The other side of this is how your application handles load. Major load could be 10 concurrent users for some small apps, and millions of concurrent users for big ones - again, it’s entirely contextual.
This is a UX problem more than a testing one - performance testing can show you what your application does, but not necessarily speak to what it should do, what your users expect it to do, what similar applications do etc.
First and foremost I think you are on the wrong quest. Trying to find something that is always applicable no matter what is a good way to set yourself up for failure.
But since you requested it I will try to unpack your topic and see if you can find anything there.
Performance is a multidimensional beast with many purposes. Some of which are:
Leaking - Does our application run without any unintentional side effects that accumulates over time.
Scaling - Can our application handle the load without failures.
Experience - Does the application respond in time to not interfere with user actions.
Lets start with the easiest one. Leaking. This is the one where it is easiest to setup a rule saying “No leaks” thus you can test that your application never leaks in any circumstance. In reality I think you should set a requirement saying that the application leaks are significantly smaller than the expected reset rate. I.e. if the leak will take more than a month to cause a problem under the expected usage and you reset it every day due to upgrades / restarts or whatever then that leak is not a problem.
Scaling is not a right or wrong kinda thing. What you need to define is what constitute as a failure and what are your accepted rate. For most applications in the world. 100% success rate is way to expensive. As an example of a failure I was working with the telephone system and it was shown that if the sound delay is above 500 ms then people started to change how they talk to each other. As in you do not know if the other person heard you or not because the acknowledgement was to slow so you would start to repeat yourself at the same time as the other person responded. So in that system a delay above 500 ms is a failure.
User Experience is similarly also not a universal thing. The patience a user has for a certain operation varies a lot. On a online store we can measure that the number of people giving up (because it is to slow) and from a business point of view you want to decide what an acceptable number is in comparison to the cost of making it faster. For a medical system accuracy might be more important than speed and for a banking system security is typically more important than usability. It is all about trade-offs.
With all of that in mind and that you need to specify what dimension that are of most importance two things that you can apply in a lot of situations is:
- No unintentional side effects - No errors in the logs, no leaking of resources etc.

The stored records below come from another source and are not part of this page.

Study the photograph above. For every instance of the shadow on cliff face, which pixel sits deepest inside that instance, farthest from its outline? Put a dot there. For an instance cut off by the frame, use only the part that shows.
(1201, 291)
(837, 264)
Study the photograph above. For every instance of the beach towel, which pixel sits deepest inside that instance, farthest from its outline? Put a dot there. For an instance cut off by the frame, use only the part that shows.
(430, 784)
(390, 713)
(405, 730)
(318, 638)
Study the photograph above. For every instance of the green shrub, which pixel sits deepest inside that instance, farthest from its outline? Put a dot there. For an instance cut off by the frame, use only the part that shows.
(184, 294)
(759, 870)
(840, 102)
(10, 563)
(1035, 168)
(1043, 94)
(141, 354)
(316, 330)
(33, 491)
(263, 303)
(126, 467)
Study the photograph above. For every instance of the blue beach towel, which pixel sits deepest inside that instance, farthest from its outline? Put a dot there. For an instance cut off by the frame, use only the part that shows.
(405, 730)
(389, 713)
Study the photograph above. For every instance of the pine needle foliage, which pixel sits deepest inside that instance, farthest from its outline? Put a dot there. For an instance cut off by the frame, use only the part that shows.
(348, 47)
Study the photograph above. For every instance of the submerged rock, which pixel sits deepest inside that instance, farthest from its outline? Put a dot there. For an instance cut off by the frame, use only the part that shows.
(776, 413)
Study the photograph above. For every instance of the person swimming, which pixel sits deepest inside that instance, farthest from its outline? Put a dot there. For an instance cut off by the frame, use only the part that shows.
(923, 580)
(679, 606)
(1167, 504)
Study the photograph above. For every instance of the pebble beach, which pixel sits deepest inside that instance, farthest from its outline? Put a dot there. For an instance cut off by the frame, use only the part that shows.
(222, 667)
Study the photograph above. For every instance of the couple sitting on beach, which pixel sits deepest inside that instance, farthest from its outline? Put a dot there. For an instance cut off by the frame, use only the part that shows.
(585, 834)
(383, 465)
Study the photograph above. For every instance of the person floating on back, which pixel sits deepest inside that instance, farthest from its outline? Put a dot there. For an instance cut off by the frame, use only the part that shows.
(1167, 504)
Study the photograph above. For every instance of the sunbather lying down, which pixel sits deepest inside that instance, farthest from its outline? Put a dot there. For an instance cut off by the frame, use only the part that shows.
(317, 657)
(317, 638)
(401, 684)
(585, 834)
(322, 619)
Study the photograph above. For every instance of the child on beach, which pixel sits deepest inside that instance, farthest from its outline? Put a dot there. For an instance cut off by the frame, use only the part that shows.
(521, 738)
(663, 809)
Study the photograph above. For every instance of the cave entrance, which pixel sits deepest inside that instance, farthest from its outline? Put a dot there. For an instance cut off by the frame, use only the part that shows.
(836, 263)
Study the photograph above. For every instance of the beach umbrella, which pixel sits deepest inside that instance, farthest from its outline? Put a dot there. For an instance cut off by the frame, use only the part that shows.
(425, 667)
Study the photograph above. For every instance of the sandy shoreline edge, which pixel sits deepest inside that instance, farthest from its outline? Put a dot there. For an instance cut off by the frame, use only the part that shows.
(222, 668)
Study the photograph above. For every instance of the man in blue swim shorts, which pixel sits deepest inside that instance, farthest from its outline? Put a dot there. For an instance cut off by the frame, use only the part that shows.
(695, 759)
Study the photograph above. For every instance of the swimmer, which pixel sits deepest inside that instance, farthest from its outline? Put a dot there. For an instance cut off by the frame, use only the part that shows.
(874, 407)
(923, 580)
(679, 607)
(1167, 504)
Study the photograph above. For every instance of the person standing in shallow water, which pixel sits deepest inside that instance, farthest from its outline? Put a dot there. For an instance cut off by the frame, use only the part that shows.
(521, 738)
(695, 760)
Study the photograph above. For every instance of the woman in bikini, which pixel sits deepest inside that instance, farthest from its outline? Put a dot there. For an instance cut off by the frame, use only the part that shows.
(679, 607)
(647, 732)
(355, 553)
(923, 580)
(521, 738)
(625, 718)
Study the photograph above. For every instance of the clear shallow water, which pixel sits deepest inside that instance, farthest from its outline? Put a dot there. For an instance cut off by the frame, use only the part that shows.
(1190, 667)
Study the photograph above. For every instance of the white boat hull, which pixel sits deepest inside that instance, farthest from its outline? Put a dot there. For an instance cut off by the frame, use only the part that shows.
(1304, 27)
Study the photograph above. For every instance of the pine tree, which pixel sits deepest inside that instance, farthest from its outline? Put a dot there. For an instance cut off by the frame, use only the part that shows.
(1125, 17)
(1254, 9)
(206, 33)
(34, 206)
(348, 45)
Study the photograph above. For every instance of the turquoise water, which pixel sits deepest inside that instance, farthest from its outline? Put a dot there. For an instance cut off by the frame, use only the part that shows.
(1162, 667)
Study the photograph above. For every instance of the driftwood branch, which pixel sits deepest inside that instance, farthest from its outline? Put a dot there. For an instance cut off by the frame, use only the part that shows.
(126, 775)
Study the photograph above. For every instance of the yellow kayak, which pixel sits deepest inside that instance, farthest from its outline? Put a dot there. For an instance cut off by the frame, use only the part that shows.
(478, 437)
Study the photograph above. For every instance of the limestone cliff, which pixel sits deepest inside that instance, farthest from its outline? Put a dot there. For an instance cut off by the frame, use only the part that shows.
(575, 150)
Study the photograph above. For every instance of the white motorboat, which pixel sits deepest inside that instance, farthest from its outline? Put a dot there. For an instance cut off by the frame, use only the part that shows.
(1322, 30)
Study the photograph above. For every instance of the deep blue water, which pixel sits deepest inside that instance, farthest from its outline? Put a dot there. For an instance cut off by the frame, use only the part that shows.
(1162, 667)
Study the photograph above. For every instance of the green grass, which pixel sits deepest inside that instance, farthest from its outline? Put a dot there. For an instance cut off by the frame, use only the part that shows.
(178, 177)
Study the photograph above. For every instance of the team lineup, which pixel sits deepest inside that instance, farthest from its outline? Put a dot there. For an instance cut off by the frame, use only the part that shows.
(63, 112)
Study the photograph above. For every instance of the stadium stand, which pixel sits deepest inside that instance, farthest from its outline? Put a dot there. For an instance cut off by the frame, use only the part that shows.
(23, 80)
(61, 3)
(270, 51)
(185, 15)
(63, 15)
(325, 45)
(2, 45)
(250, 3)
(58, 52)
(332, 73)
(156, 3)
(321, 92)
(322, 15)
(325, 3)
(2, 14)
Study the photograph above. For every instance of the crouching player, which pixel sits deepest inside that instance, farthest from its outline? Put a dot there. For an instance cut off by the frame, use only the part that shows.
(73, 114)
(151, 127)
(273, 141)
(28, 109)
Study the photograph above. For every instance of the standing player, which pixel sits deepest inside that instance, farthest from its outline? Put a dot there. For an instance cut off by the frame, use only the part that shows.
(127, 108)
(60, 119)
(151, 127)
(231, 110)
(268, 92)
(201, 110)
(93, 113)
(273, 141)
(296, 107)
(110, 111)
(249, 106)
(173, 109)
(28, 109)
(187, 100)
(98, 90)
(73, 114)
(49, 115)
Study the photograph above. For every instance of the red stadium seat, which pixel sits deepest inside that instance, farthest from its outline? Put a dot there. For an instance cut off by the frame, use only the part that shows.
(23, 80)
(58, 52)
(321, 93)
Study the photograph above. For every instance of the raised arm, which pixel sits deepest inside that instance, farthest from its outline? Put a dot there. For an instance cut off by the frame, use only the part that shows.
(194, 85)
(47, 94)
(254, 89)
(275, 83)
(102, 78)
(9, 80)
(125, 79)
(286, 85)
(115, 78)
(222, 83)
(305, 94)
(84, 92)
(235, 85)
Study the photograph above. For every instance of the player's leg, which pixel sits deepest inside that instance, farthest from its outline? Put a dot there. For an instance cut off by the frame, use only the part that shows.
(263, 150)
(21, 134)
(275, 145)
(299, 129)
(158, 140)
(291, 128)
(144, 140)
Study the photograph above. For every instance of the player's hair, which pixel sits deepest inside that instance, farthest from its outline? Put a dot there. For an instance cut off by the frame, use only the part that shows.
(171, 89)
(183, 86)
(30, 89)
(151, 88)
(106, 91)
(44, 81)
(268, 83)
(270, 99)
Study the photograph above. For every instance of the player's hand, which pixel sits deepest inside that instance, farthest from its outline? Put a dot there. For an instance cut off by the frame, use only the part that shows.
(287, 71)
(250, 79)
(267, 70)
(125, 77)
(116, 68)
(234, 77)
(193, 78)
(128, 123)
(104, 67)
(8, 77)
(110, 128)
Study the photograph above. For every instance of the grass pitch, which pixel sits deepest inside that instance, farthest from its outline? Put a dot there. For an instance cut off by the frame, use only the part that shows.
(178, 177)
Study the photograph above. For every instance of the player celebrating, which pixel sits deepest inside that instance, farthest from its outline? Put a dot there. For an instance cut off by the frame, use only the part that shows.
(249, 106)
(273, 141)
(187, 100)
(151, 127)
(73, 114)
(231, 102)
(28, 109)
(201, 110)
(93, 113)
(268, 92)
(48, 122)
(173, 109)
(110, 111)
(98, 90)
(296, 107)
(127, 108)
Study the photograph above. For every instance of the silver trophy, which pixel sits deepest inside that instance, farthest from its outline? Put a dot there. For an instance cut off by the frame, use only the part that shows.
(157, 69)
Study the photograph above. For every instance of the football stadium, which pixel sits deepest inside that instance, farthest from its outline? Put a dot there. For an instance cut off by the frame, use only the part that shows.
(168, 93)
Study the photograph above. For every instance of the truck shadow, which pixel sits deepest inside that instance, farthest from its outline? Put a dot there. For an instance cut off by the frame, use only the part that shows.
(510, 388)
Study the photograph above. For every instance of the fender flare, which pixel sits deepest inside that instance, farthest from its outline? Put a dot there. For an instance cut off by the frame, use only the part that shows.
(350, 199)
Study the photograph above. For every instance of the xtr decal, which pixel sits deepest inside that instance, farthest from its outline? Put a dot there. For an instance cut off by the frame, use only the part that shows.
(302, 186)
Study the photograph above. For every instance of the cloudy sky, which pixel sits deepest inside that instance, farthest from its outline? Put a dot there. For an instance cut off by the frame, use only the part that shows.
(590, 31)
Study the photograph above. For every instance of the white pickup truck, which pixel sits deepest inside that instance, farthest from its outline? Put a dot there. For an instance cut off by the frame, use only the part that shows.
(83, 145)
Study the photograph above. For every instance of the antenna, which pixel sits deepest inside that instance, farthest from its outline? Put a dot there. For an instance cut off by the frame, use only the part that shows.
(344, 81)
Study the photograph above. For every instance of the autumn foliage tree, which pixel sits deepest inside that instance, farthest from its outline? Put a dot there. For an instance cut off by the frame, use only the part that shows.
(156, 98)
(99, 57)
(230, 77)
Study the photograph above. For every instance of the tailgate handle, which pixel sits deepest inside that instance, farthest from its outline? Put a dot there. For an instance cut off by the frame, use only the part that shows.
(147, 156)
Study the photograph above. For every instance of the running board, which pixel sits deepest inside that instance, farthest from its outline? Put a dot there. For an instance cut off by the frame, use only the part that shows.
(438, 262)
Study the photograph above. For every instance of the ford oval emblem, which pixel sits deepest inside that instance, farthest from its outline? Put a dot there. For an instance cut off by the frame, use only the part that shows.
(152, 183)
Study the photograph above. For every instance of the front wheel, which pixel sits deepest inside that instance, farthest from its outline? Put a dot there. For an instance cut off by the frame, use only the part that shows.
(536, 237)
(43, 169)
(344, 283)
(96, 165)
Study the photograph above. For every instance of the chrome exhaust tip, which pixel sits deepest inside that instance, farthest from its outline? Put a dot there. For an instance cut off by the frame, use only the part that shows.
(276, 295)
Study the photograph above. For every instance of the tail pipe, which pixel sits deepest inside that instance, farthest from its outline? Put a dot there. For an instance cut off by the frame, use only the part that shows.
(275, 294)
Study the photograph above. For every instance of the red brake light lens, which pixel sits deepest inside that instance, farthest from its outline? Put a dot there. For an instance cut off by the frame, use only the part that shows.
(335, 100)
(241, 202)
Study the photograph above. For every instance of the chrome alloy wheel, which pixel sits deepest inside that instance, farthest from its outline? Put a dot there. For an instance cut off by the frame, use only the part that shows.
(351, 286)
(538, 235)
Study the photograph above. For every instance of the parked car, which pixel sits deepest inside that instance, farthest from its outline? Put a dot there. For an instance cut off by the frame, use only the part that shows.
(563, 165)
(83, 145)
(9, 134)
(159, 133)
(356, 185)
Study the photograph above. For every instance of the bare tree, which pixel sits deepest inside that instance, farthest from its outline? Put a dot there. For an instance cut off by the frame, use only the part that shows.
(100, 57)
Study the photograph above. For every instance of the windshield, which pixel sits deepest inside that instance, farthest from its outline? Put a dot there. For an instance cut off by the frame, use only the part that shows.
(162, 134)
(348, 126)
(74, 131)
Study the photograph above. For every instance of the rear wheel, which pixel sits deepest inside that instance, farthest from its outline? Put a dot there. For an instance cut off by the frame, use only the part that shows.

- No unintentional degradation in performance - The next iteration of the application should be on par with the previous (given that the change was not specifically targeting performance)
I almost wish I could give you two likes, so this is as close as I can get.
You may also refer to this article
It would not be the first time and it wont be the last
This is exactly what I was looking for [srinivas1]. Of course it is a mistake to have specific requirements that can apply for all the performance tests but there are guidelines that one needs always to take into account
One question, when you talk about enviroments, are you refering to where the system under test is located or where the load machines are located? I guess that the load machines are not located in the same enviroment as the SUT.
It’s going to sound flippaint now, but…
Don’t loose sight of the businesses own objectives. Only test stuff that’s important to the business, example: if scallability is something the boss is definitely not wanting for the specific project/product; don’t be gathering data about it.